What’s inside an ICDD container
On the technical level, to apply ICDD to a project you need to take care of a couple of things:
- Use the predefined file structure and naming conventions
- Include the project files and the ISO resources under the respective folders
- Produce the index and linkset(s) RDF (Resource Description Framework) files
The first two requirements are trivial, but the last one can be quite cumbersome. After all, this is where all the important stuff resides. So, very briefly this is what it is about:
RDF is a data model which is based on the concept of the triple. A triple is a “statement” with three parts, namely a subject, a predicate and an object (eg. <Person> <hasName> <John>). An RDF file is made of multiple triples, which combined together can compose a graph of connected entities.
The ICDD requires an index and one (or more) linkset RDF file. The index RDF should contain all the entities that are referenced in the project (documents, persons, organisations etc) expressed as RDF triples (eg <example.ifc> <type> <Document>). The linkset(s) RDF should include groups of links between different entities contained in the index. For example, one can create the linkset of “Floors” and add links like “Floor 1”, “Floor 2” etc, where each link is a connection of different link elements, like “these objects in the BIM model” and “this task in the project schedule” are linked to “Floor 2”.

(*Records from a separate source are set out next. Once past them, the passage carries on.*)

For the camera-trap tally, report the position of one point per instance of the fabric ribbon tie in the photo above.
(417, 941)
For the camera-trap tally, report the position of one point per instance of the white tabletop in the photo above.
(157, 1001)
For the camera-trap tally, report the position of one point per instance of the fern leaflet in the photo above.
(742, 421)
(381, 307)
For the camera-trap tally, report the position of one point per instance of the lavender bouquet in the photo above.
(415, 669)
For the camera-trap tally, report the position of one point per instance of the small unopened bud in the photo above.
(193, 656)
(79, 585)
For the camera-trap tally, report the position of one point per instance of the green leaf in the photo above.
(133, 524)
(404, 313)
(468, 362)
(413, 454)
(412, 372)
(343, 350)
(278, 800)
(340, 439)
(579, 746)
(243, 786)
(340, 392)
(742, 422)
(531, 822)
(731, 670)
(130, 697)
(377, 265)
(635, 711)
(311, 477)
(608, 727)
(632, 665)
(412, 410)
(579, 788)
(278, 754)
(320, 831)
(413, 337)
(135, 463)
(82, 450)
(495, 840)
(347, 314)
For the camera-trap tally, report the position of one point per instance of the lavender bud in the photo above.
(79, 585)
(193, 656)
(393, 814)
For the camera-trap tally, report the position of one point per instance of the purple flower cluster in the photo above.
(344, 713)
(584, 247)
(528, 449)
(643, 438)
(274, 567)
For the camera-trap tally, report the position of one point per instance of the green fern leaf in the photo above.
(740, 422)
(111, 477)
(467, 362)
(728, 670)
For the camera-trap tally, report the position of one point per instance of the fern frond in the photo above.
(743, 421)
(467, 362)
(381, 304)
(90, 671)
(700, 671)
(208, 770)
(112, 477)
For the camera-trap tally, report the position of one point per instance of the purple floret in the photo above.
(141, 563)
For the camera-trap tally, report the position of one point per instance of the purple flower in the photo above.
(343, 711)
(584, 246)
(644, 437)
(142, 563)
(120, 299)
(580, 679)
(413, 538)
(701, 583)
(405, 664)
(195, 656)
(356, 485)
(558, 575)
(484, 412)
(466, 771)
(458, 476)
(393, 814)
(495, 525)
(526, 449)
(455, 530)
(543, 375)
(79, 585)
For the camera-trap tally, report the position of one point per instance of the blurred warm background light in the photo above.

Project API and Knowledge Graph
The end product is a complete project information container which includes all the files (local or web-sourced, proprietary or not), with all the information regarding elements and connections, expressed in an open, accessible file format, which can be represented as a graph. The latter can serve as the informational interface of the project (let’s call it project API), or as the infrastructure for advanced data analytics (let’s call it project knowledge graph).
To our minds this is quite pertinent to what is needed today in AEC. Surely, there are some challenges involved, mainly related to the process of producing the RDF files, but this is what we ‘d like to cover in the next part, by showing some real-life examples and by sketching a general framework of our approach.